Chemin de conscience 6/6

Quand l’expérience est vécue sans appropriation, le corps se détend et le lien redevient possible, même sous stress

On vit souvent comme si l’on devait tenir notre expérience à bout de bras. Tenir nos émotions, tenir nos pensées, tenir notre image, tenir notre place. Dans ce climat, la présence devient une performance. Et pourtant, il existe parfois une autre qualité de présence, plus simple, moins crispée, que l’IFS (Système Familial Intérieur) nomme le Self. Non pas un état idéal, ni une version “améliorée” de nous-mêmes, mais une conscience qui reste là sans se saisir de ce qui apparaît.

Le mot “Self” peut susciter des malentendus. On l’imagine comme un centre pur, un refuge hors du tumulte, un sommet stable où l’on ne serait plus affecté. On l’imagine aussi comme un contrôle supérieur, une hyper-lucidité qui verrait tout, gérerait tout, apaiserait tout. Or, quand le Self est là, ce n’est ni une transcendance hors du corps, ni une maîtrise. C’est une présence non défensive, disponible, qui ne confond pas sentir et s’identifier, percevoir et s’approprier.

Une question de présence dans un monde saturé

L’enjeu n’est pas uniquement intérieur. Nos vies sont traversées d’injonctions discrètes et persistantes à “prendre”, “garder”, “optimiser”, “saisir” ce qui se présente. On saisit l’information, on saisit l’occasion, on saisit le sens, on saisit l’autre parfois, et on se saisit soi-même au passage. La saisie n’est pas seulement un mécanisme psychologique : c’est aussi un style de société. Elle ressemble à une contraction collective, une manière de se protéger de l’incertitude en resserrant la main.

Dans ce contexte, le Self peut apparaître comme une forme de résistance douce. Non pas un retrait du monde, mais un autre rapport au monde. Un mode de présence qui n’a pas besoin de posséder ce qu’il rencontre pour le traverser. Quelque chose en nous peut être là, pleinement, sans se crisper autour de ce qui arrive.

Saisie, identité, et ce que le mot “Self” réveille

Dans notre langue, “se saisir” a deux faces. Il y a la saisie comme compréhension (“je saisis ce que tu veux dire”), et la saisie comme capture (“je prends, je garde, je retiens”). La seconde est souvent plus silencieuse. Elle se niche dans l’instant où une émotion devient une définition, où une pensée devient un verdict, où une sensation devient un danger, où une relation devient un enjeu vital.

On pourrait dire que la saisie fabrique de l’identité en continu.
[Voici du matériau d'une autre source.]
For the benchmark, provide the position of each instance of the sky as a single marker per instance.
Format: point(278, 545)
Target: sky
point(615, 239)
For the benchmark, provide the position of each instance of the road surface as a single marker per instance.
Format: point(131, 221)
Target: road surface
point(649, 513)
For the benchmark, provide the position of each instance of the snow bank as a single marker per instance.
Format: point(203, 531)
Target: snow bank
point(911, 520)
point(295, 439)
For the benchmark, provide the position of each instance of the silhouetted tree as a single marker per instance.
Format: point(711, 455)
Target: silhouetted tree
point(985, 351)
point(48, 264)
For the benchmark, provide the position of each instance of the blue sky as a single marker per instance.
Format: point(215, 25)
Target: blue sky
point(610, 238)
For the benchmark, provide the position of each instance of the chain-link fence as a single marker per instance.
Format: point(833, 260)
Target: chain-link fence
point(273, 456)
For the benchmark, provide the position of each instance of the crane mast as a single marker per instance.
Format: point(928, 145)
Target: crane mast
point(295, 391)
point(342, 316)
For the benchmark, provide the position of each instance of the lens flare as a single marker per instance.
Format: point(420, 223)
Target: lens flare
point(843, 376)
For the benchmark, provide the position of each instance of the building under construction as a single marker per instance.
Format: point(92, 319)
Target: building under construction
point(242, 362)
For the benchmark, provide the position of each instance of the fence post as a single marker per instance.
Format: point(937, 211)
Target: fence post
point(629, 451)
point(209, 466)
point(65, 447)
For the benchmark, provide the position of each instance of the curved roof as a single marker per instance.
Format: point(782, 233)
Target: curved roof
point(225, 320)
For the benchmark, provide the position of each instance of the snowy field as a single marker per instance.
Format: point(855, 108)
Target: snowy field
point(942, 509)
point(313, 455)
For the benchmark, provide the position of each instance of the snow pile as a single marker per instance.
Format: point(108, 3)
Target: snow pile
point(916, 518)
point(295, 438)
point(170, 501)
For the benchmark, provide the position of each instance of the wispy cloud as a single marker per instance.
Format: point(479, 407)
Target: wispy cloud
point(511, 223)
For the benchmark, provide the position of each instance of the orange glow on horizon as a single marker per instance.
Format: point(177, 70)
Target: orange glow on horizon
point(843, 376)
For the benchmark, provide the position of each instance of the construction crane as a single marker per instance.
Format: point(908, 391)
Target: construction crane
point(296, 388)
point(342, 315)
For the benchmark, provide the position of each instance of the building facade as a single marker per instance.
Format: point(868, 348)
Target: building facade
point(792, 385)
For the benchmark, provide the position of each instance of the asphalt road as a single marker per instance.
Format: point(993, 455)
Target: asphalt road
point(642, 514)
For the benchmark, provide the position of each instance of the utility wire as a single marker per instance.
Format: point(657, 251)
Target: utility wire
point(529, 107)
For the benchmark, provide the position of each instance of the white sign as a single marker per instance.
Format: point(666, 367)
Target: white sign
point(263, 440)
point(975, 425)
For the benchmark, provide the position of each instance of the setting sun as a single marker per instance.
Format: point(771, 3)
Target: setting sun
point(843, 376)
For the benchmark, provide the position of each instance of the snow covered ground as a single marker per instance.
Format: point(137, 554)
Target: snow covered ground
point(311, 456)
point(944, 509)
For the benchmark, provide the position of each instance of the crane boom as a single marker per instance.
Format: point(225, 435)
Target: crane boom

Non pas l’identité saine, celle qui nous donne un fil, un nom, une histoire, mais l’identité contractée, celle qui colle à ce qui apparaît et s’écrie : “c’est moi”. La formule de Rimbaud ouvre un étrange passage vers cette expérience fragmentée : « Je est un autre. » (Lettre à Paul Demeny). Il y a en nous des voix, des élans, des peurs, des exigences, des tendresses, qui ne se résument pas à une seule instance. Et quand une seule prend toute la place, elle saisit le champ.

Le Self, dans cette perspective, n’est pas un “vrai moi” qui remplacerait les autres. Il ressemble plutôt à une capacité de relation intérieure : une façon d’être en contact avec nos mouvements internes sans se confondre avec eux, sans les exclure, sans les dominer.

Le Self en IFS : présence non défensive, régulation relationnelle

L’IFS propose une lecture simple et puissante : nous sommes traversés par des “parts”, des sous-systèmes psychiques qui se sont organisés pour protéger, contrôler, éviter, anticiper, tenir le lien, tenir la douleur à distance. Ces parts ne sont pas des pathologies en soi. Elles sont souvent des intelligences adaptatives, parfois épuisées, parfois figées, parfois extrêmes.

Le Self, lui, n’est pas une part. Il ne s’ajoute pas à la liste comme une “meilleure part” plus sage ou plus spirituelle. Il désigne une qualité de présence qui devient possible quand le système interne cesse, même brièvement, d’être en mode défense. On le reconnaît moins à des “performances” qu’à un relâchement particulier : moins de lutte, moins d’urgence, moins de besoin de prouver, moins de stratégie.

Les qualités associées au Self (calme, curiosité, clarté, compassion, courage…) peuvent alors être relues non comme des vertus à atteindre, mais comme des effets de non-saisie. Quand une émotion peut être ressentie sans être appropriée, quand une pensée peut être entendue sans être crue, quand une impulsion peut être reconnue sans être suivie, quelque chose s’ouvre. Le Self ne “fait pas taire” les parts. Il n’agit pas sur elles comme un chef. Il est simplement moins capturable par elles, et cette non-capture change la scène.

Corps, attention, et neuro : sentir sans alarme

Le Self est souvent mal compris parce que l’on confond conscience et attention. L’attention est un projecteur : elle sélectionne, focalise, amplifie. La conscience, elle, est plus vaste : elle peut accueillir sans forcément serrer. Côté neurosciences, on peut éclairer ce point par le réseau de saillance, ce système cérébral qui détecte ce qui est urgent, important, menaçant, ou socialement chargé. Quand il est hyperactivé, tout sonne comme une alarme, et l’attention se colle.

Quand le Self est là, on observe souvent l’inverse : la perception reste vivante, mais l’alarme baisse. On ressent sans sursauter en permanence. On entend une pensée sans la prendre pour une consigne. On traverse une émotion sans la transformer immédiatement en action, en justification, ou en fuite. Ce n’est pas une intensification du contrôle “par la tête”. C’est plutôt une désescalade du besoin de contrôler.

Le corps est au centre de cette expérience. Non pas comme un objet à surveiller, mais comme un lieu de relation. Une conscience sans saisie ne flotte pas au-dessus de la vie : elle passe par la respiration, la posture, la chaleur, le rythme, la voix, les micro-mouvements du lien. Elle se reconnaît à une disponibilité corporelle, parfois très discrète : un ventre moins noué, un regard moins dur, une mâchoire qui lâche, une main qui ne serre plus.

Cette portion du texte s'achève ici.